Groups such as UK defence group BAE Systems, France’s Schneider Electric and pharmaceutical giant Novo Nordisk are among the big European names that have risen sharply this year as investors hunt for cheaper, similar versions of top-performing US companies.
BAE has risen 17 per cent, Schneider is up 29 per cent and Novo Nordisk has gained 11 per cent.
“The fact you’re able to get these businesses at a lower valuation is being overlooked,” said Dev Chakrabarti, chief investment officer for concentrated global growth at AllianceBernstein, which holds positions in several Europe-based companies with large US exposure, including SAP.
“That’s a pricing inefficiency that we continue to exploit, and we do expect to get paid on that inefficiency,” Chakrabarti added.
Friday’s strong US jobs data strengthened investors’ expectations that America will pull off a so-called soft landing, in which inflation falls rapidly but it maintains robust growth and strong employment.

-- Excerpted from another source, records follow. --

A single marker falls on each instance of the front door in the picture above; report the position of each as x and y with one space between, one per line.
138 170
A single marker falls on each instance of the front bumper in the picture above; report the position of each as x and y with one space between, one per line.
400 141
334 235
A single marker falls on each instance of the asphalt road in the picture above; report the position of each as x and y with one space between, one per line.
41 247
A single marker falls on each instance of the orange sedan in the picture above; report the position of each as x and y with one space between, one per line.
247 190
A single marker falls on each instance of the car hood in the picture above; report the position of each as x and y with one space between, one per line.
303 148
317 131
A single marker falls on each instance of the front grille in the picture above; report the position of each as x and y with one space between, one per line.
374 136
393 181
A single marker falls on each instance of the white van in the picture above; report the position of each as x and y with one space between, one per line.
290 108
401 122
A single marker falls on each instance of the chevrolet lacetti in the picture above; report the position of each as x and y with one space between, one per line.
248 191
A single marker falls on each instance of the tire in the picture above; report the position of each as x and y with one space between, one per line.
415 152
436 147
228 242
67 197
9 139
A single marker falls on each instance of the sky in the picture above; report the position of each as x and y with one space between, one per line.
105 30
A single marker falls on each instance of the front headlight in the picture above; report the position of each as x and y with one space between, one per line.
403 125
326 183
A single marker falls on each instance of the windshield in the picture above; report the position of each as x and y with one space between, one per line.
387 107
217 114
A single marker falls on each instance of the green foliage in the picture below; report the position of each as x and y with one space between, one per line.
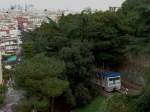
40 77
96 105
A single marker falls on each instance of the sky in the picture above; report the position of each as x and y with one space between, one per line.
64 4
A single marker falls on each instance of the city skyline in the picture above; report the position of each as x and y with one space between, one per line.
64 4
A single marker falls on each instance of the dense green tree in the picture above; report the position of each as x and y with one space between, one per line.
40 77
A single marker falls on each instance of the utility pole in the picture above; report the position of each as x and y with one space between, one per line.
1 74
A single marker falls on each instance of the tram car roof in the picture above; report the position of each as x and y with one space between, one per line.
108 74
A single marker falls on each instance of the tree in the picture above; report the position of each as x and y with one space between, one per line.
40 77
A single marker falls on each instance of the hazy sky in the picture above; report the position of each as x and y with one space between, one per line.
63 4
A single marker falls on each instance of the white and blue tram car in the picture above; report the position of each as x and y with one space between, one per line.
110 81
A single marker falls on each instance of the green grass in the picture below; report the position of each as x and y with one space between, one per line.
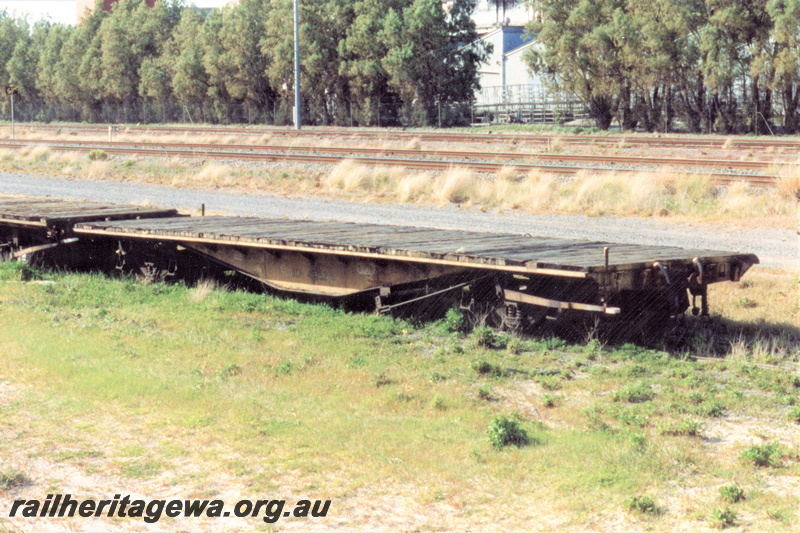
348 401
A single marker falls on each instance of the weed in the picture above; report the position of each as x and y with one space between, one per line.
711 409
505 431
763 454
285 368
18 271
484 393
638 441
634 393
731 493
513 345
437 402
723 518
550 383
483 336
745 303
381 380
642 504
97 155
455 321
550 400
684 428
230 371
12 478
485 368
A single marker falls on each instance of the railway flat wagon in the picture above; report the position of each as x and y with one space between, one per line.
506 280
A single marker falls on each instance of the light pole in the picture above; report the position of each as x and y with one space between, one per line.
296 68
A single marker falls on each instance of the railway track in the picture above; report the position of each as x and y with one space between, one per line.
792 144
416 159
508 281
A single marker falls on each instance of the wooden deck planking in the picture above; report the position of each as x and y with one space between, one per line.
46 211
388 241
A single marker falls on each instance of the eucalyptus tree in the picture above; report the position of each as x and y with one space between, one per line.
584 52
785 61
433 54
323 82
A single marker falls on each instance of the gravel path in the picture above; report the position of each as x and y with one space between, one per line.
777 248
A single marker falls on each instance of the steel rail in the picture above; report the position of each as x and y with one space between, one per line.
639 140
523 157
205 151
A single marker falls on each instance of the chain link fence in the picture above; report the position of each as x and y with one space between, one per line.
279 113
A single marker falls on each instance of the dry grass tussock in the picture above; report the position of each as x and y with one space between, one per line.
203 289
98 169
35 154
659 193
413 187
213 174
788 184
68 158
457 185
349 176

However, sentiment for the outlook in Europe has been more negative, where business activity has slowed as inflation has fallen.

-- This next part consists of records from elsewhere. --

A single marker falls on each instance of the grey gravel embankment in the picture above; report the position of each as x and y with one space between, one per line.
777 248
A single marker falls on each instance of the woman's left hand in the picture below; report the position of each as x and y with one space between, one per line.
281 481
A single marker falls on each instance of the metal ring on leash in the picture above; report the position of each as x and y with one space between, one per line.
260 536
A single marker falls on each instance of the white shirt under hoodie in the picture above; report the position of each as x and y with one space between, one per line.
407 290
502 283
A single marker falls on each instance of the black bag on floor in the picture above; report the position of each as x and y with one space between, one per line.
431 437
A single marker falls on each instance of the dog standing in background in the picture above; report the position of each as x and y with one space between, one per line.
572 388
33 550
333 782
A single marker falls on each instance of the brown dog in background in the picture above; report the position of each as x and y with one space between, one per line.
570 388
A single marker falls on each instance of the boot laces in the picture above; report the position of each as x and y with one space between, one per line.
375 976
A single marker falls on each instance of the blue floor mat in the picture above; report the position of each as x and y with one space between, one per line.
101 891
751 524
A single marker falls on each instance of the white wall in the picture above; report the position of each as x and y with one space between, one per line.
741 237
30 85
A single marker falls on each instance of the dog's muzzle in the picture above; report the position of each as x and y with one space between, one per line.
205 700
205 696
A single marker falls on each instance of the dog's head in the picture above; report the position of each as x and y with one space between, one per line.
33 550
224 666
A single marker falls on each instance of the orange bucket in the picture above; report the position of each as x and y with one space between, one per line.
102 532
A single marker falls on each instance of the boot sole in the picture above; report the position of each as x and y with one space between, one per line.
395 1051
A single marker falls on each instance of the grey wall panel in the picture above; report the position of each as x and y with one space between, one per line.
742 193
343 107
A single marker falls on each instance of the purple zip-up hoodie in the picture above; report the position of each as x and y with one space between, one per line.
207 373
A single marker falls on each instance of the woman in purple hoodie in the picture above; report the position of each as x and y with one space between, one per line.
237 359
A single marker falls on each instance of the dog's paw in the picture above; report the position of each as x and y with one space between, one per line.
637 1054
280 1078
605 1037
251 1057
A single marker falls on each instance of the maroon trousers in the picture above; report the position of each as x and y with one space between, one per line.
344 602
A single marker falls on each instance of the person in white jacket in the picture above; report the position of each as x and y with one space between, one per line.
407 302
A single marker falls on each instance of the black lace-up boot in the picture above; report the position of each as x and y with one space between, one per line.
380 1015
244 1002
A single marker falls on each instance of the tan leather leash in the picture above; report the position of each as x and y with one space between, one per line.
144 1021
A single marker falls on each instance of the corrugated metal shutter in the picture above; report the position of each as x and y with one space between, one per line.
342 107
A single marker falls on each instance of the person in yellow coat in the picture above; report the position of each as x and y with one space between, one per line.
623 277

Dozens of large European companies generate the bulk of their sales in the US. Novo Nordisk, which makes the best-selling Ozempic and Wegovy weight-loss drugs, earns close to 60 per cent of its revenues from the US, while the market is nearly 50 per cent of defence giant BAE Systems’ turnover.
However Denmark’s Novo Nordisk, Europe’s largest company by market capitalisation, has trailed US competitor Eli Lilly, whose shares have soared 51 per cent this year.

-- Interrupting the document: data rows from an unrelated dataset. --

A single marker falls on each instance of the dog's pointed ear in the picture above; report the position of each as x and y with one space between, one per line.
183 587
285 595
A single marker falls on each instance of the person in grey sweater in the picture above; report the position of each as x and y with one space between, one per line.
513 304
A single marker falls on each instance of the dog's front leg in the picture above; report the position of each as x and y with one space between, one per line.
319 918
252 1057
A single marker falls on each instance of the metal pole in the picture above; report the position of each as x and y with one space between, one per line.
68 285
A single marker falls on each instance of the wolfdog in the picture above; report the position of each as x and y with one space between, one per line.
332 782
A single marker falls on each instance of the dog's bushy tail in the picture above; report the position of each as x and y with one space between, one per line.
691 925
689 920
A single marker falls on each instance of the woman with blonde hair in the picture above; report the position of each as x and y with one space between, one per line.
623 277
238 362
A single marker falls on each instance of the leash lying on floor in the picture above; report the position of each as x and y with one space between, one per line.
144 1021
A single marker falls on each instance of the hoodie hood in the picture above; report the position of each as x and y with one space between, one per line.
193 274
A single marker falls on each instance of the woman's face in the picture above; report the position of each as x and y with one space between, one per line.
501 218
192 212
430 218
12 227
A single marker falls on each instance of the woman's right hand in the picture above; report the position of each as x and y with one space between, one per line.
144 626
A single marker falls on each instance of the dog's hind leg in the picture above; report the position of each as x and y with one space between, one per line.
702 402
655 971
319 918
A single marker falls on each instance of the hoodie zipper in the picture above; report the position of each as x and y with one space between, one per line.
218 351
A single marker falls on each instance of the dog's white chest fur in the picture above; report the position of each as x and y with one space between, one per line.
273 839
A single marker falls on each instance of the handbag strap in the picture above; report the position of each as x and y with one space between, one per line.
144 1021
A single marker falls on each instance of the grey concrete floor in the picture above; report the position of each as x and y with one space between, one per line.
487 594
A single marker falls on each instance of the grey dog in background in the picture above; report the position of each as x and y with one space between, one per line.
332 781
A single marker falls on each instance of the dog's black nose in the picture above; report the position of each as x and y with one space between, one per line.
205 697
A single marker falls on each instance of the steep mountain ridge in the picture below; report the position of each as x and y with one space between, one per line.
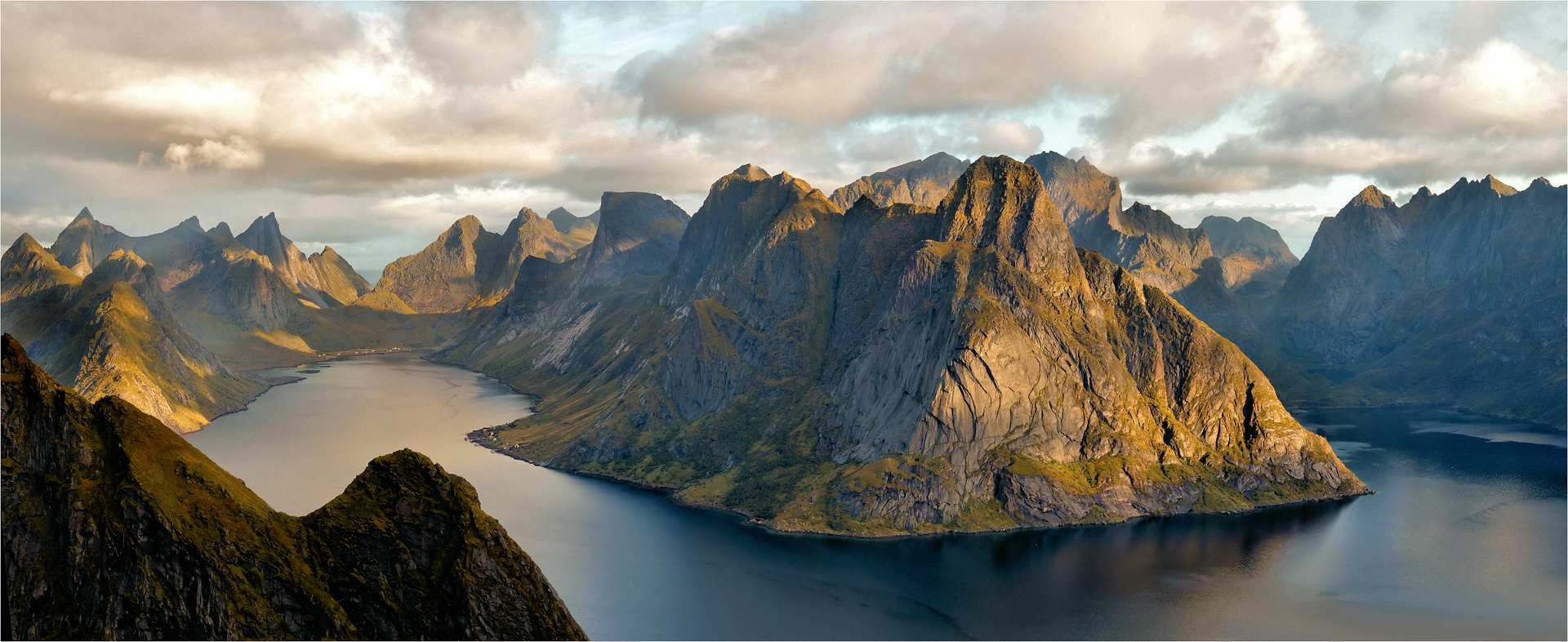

Some investors argue this makes the European group the more attractive investment, as it trades at a price-to earnings ratio to December 2025 of 27 times, compared with 39 times for its US rival, according to data from FactSet.
Steven Smith, an equity investment director at Capital Group, said he saw opportunities in European pharmaceutical and semiconductor businesses, with these multinationals trading at discounts against their American peers.
“Where there’s a European and US equivalent, the former is trading at a valuation discount and we would say that’s an opportunity,” Smith added.
Phil Macartney, a European equities fund manager at Jupiter Asset Management, said it was picking companies such as data provider Experian, power group Schneider Electric and software maker SAP, which have both US exposure and were likely to benefit from further interest rate cuts. “The earnings power has remained with them,” he said.
Louise Dudley, a portfolio manager at Federated Hermes, said that pairing European companies’ improved governance — including workforce conditions and robust plans for the transition to net zero — with US exposure was one further advantage.
“A European-based company that meets these standards but has exposure to the US market as a growth driver is an attractive company,” Dudley added.
In July Goldman Sachs urged clients to build positions in about 45 European businesses with large US exposure to leverage higher growth, as the 12 month forward price-to-earnings ratio on its basket of selected stocks was at the time trading at its lowest level since the global financial crisis.
Sharon Bell, an analyst at Goldman Sachs, said: “European companies have always been very global. This isn’t unusual . . . what’s changed is the US has gone on a much bigger premium.”
The bank has since changed its rating to “no active recommendation” as stocks have risen. Even so, the basket — which includes Novo Nordisk, BAE Systems and Stellantis — remains below its longtime average.